PostBOUND documentation#

PostBOUND is a Python framework for research in query optimization. It provides a high-level interface to implement novel optimization algorithms and to analyze their performance.

Tip

New users should start by reading the 10 Minutes to PostBOUND tutorial and the Setup guide. The remainder of the documentation describes the different parts of the framework in more detail.

In general, using the PostBOUND framework for optimizer research uses a workflow similar to the following:

_images/postbound-workflow-detailed.svg — Typical workflow for using PostBOUND for optimizer research.#

For an input query, PostBOUND provides a large set of infrastructure tools to prepare and analyze the query to limit the boilerplate parts of the optimizer. This includes query parsing, join graph analysis, and others. Rearchers specify their optimizer prototypes in terms of optimization pipelines. Essentially, these are mental models for different optimizer architectures that provide different interfaces to be implemented. Each pipeline produces an abstract representation of optimization decisions, such as the join order or custom cardinality estimates. Since PostBOUND is implemented as a Python framework that runs on top of an actual database system, it needs to ensure that these optimization decisions are retained when the query is executed on the database system. This is achieved by using query hints, which restrict the search space of the native optimizer. Hints are generated automatically depending on the target database system. Finally, the benchmarking tools allow to easily compare the performance of different optimization strategies.

Contents#

Important

This documentation is a work in progress and currently under construction. Currently, the best place to familiarize yourself with PostBOUND is to take a look at the examples. If you have any questions, please feel free to open an issue on GitHub or send us an email. User experience is very important to us, and we are happy to help you get started.

Example#

The following example shows how PostBOUND can be used to implement a simple join order “optimization” algorithm. The algorithm computes a random linear join order without considering any statistics or cost estimates. The implementation is compared to the native PostgreSQL optimizer on the Stats benchmark.

End-to-end experiment with PostBOUND#

import random

import postbound as pb


# Step 1: define our optimization strategy.
# In this example we develop a simple join order optimizer that
# selects a linear join order at random.
# We delegate most of the actual work to the pre-defined join grap
# that keeps track of free tables.
class RandomJoinOrderOptimizer(pb.JoinOrderOptimization):
    def optimize_join_order(self, query: pb.SqlQuery) -> pb.LogicalJoinTree:
        join_tree = pb.LogicalJoinTree()
        join_graph = pb.opt.JoinGraph(query)

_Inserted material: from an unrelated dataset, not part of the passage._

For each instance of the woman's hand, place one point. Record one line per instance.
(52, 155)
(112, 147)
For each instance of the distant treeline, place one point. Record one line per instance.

        while join_graph.contains_free_tables():
            candidate_tables = [
                path.target_table for path in join_graph.available_join_paths()
            ]
            next_table = random.choice(candidate_tables)

            join_tree = join_tree.join_with(next_table)
            join_graph.mark_joined(next_table)

        return join_tree

    def describe(self) -> pb.util.jsondict:
        return {"name": "random-join-order"}


# Step 2: connect to the target database, load the workload and
# setup the optimization pipeline.
# In our case, we evaluate on the Join Order Benchmark on Postgres
pg_imdb = pb.postgres.connect(config_file=".psycopg_connection_job")
job = pb.workloads.job()

optimization_pipeline = (
    pb.MultiStageOptimizationPipeline(pg_imdb)
    .use(RandomJoinOrderOptimizer())
    .build()
)

# (Step 3): in this example we just compare against the native Postgres optimizer
# Therefore, we do not need to setup any additional optimizers.

# Step 4: execute the workload.
# We use the QueryPreparationService to prewarm the database buffer and run all
# queries as EXPLAIN ANALYZE.
query_prep = pb.bench.QueryPreparation(
    prewarm=True, analyze=True, preparatory_statements=["SET geqo TO off;"]
)
native_results = pb.bench.execute_workload(
    job,
    on=pg_imdb,
    query_preparation=query_prep,
    workload_repetitions=3,
    progressive_output="job-results-native.csv",
    logger="tqdm",
)
optimized_results = pb.bench.execute_workload(
    job,
    on=optimization_pipeline,
    query_preparation=query_prep,
    workload_repetitions=3,
    progressive_output="job-results-optimized.csv",
    logger="tqdm",
)

Need more? There are a lot of basic examples in the PostBOUND repository!

History#

Note

If you are looking for new features or bug fixes, please check out the Changelog.

PostBOUND was initially created as framework to study pessimistic (or upper bound-driven) query optimization techniques in PostgreSQL (hence the name). An early version of the framework was presented at the BTW 2023 conference [Bergmann23]. Community feedback has been positive and especially the idea of offering a general infrastructure to quickly test new ideas in query optimization was well received. However, the focus on pessimistic query optimization called the applicability for other optimization techniques into question. As a result, we decided to extend PostBOUND beyond the original scope and to provide truly general-purpose framework for research in query optimization. This revamped version of PostBOUND was introduced as part of a SIGMOD 2025 research paper [Bergmann25].

Citation#

If you found PostBOUND to be useful in your research, please cite the following paper. Thank you!

@article{DBLP:journals/pacmmod/BergmannHHL25,
   author       = {Rico Bergmann and
                   Claudio Hartmann and
                   Dirk Habich and
                   Wolfgang Lehner},
   title        = {An Elephant Under the Microscope: Analyzing the Interaction of Optimizer
                   Components in PostgreSQL},
   journal      = {Proc. {ACM} Manag. Data},
   volume       = {3},
   number       = {1},
   pages        = {9:1--9:28},
   year         = {2025},
   url          = {https://doi.org/10.1145/3709659},
   doi          = {10.1145/3709659},
   timestamp    = {Tue, 01 Apr 2025 19:03:19 +0200}
 }

Indices and tables#

References#

[Bergmann23]

Rico Bergmann, Axel Hertzschuch, Claudio Hartmann, Dirk Habich, and Wolfgang Lehner: “PostBOUND: PostgreSQL with Upper Bound SPJ Query Optimization.” BTW 2023 (DOI: https://doi.org/10.18420/BTW2023-14)

[Bergmann25]

Rico Bergmann, Claudio Hartmann, Dirk Habich, and Wolfgang Lehner: “An Elephant Under the Microscope: Analyzing the Interaction of Optimizer Components in PostgreSQL.” SIGMOD 2025 (DOI: https://doi.org/10.1145/3709659)